Qi Zhengling, Liu Yufeng
Department of Statistics and Operations Research, University of North Carolina, Chapel Hill.
Department of Genetics, Department of Biostatistics, Carolina Center for Genome Sciences, Lineberger Comprehensive Cancer Center, University of North Carolina, Chapel Hill.
Technometrics. 2019;61(2):176-186. doi: 10.1080/00401706.2018.1497544. Epub 2018 Sep 12.

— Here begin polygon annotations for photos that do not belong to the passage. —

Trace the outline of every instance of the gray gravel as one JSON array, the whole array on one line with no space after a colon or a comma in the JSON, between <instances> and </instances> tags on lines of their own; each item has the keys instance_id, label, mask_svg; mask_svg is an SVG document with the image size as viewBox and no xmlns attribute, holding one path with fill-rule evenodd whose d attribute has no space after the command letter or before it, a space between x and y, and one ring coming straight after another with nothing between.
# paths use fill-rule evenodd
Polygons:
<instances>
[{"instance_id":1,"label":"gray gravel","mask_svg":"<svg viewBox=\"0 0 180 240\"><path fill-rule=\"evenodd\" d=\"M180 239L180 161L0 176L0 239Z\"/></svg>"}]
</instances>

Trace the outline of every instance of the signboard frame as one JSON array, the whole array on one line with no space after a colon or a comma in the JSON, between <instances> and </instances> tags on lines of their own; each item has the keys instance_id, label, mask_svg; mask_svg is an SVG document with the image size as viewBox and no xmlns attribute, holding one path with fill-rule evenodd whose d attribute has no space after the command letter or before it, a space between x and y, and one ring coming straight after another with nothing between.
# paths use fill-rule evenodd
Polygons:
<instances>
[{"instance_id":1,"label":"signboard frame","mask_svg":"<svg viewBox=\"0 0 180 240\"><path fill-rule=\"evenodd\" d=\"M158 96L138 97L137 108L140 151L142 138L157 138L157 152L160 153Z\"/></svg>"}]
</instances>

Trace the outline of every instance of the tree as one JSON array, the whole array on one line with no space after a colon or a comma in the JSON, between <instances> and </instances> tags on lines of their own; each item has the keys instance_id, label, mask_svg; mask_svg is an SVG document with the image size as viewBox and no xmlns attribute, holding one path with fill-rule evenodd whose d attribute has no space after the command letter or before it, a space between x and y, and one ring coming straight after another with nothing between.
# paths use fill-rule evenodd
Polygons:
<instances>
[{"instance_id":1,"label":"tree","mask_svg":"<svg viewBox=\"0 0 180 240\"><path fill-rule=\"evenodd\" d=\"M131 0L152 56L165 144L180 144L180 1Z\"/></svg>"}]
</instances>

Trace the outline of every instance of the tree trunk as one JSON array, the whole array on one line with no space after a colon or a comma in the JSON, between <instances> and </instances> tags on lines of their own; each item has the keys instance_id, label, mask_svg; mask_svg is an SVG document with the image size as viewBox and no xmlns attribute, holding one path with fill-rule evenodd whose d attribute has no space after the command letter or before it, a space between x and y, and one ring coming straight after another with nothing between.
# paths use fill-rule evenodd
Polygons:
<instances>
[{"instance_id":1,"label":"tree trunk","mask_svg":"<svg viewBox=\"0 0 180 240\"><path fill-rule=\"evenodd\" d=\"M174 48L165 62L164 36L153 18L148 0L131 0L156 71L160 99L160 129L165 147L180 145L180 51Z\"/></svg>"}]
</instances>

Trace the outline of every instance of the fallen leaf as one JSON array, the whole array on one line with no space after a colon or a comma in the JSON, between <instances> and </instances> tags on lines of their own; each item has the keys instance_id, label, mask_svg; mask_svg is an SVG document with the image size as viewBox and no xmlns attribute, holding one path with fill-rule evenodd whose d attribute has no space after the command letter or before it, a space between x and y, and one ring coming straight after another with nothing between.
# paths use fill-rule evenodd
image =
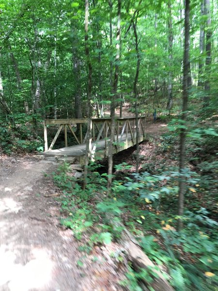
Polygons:
<instances>
[{"instance_id":1,"label":"fallen leaf","mask_svg":"<svg viewBox=\"0 0 218 291\"><path fill-rule=\"evenodd\" d=\"M215 274L214 274L214 273L212 273L211 272L205 272L204 274L206 276L207 276L207 277L213 277L215 275Z\"/></svg>"},{"instance_id":2,"label":"fallen leaf","mask_svg":"<svg viewBox=\"0 0 218 291\"><path fill-rule=\"evenodd\" d=\"M194 188L188 188L189 189L189 190L190 191L191 191L192 192L193 192L193 193L196 193L196 190L195 189L194 189Z\"/></svg>"}]
</instances>

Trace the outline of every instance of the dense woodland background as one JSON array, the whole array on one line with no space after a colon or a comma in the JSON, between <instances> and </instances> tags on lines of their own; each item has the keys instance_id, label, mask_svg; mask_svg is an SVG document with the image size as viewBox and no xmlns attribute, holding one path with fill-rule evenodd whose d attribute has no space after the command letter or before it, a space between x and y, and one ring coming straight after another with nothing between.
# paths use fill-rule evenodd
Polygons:
<instances>
[{"instance_id":1,"label":"dense woodland background","mask_svg":"<svg viewBox=\"0 0 218 291\"><path fill-rule=\"evenodd\" d=\"M81 192L66 164L55 180L78 240L93 225L90 248L128 228L178 291L218 288L218 11L215 0L0 3L1 153L43 150L45 118L110 116L112 134L116 116L169 122L115 169L109 155L113 180L91 165ZM128 290L152 287L149 270L127 269Z\"/></svg>"}]
</instances>

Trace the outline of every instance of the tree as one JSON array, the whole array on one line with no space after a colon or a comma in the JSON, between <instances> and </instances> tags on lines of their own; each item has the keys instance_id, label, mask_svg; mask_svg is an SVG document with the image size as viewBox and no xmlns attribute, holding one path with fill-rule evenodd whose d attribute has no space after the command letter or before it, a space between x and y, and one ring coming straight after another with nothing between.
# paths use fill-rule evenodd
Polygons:
<instances>
[{"instance_id":1,"label":"tree","mask_svg":"<svg viewBox=\"0 0 218 291\"><path fill-rule=\"evenodd\" d=\"M85 53L86 56L87 63L88 67L88 84L87 84L87 132L86 147L86 155L84 171L84 179L83 188L84 189L86 186L86 178L88 174L88 165L91 158L90 149L92 143L92 112L91 105L91 94L92 87L92 65L91 62L89 46L88 43L89 29L89 0L85 0Z\"/></svg>"},{"instance_id":2,"label":"tree","mask_svg":"<svg viewBox=\"0 0 218 291\"><path fill-rule=\"evenodd\" d=\"M117 85L118 84L118 78L120 65L120 34L121 20L121 0L117 0L117 28L116 38L116 53L115 60L114 77L113 84L113 96L111 98L110 105L110 137L109 143L109 149L108 155L108 191L110 191L112 182L112 174L113 172L113 147L114 141L114 131L115 127L115 107L116 100L118 98L117 94Z\"/></svg>"},{"instance_id":3,"label":"tree","mask_svg":"<svg viewBox=\"0 0 218 291\"><path fill-rule=\"evenodd\" d=\"M210 0L205 0L205 15L207 16L206 32L206 61L205 61L205 81L204 82L204 107L208 107L210 100L210 67L211 65L211 16L210 13Z\"/></svg>"},{"instance_id":4,"label":"tree","mask_svg":"<svg viewBox=\"0 0 218 291\"><path fill-rule=\"evenodd\" d=\"M188 97L188 89L190 83L188 81L190 74L190 0L186 0L185 9L185 44L183 59L183 84L182 123L185 126L187 119L187 110ZM182 128L180 133L179 172L180 178L179 184L179 200L178 214L180 216L183 215L184 209L184 196L186 191L185 177L184 171L186 167L186 135L185 126ZM183 227L182 219L178 220L177 228L181 230Z\"/></svg>"}]
</instances>

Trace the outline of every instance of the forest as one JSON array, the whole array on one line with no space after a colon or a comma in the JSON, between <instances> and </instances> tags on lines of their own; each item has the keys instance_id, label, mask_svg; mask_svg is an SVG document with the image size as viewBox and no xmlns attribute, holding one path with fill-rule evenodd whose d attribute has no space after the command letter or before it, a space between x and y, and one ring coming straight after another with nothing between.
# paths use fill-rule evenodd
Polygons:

Classification problems are commonly seen in practice. In this paper, we aim to develop classifiers that can enjoy great interpretability as linear classifiers, and at the same time have model flexibility as nonlinear classifiers. We propose convex bidirectional large margin classifiers to fill the gap between linear and general nonlinear classifiers for high dimensional data. Our method provides a new data visualization tool for classification of high dimensional data. The obtained bilinear projection structure makes the proposed classifier very interpretable. Additional shrinkage to approximate variable selection is also considered. Through analysis of simulated and real data in high dimensional settings, our method is shown to have superior prediction performance and interpretability when there are potential subpopulations in the data. The computer code of the proposed method is available as supplemental materials.
分类问题在实际中很常见。在本文中,我们旨在开发出具有与线性分类器一样高可解释性,同时又具有与非线性分类器一样模型灵活性的分类器。我们提出凸双向大间隔分类器,以填补高维数据的线性分类器与一般非线性分类器之间的差距。我们的方法为高维数据分类提供了一种新的数据可视化工具。所得到的双线性投影结构使所提出的分类器具有很强的可解释性。还考虑了用于近似变量选择的额外收缩。通过对高维设置下的模拟数据和真实数据的分析,结果表明我们的方法在数据中存在潜在亚群时具有卓越的预测性能和可解释性。所提出方法的计算机代码可作为补充材料获取。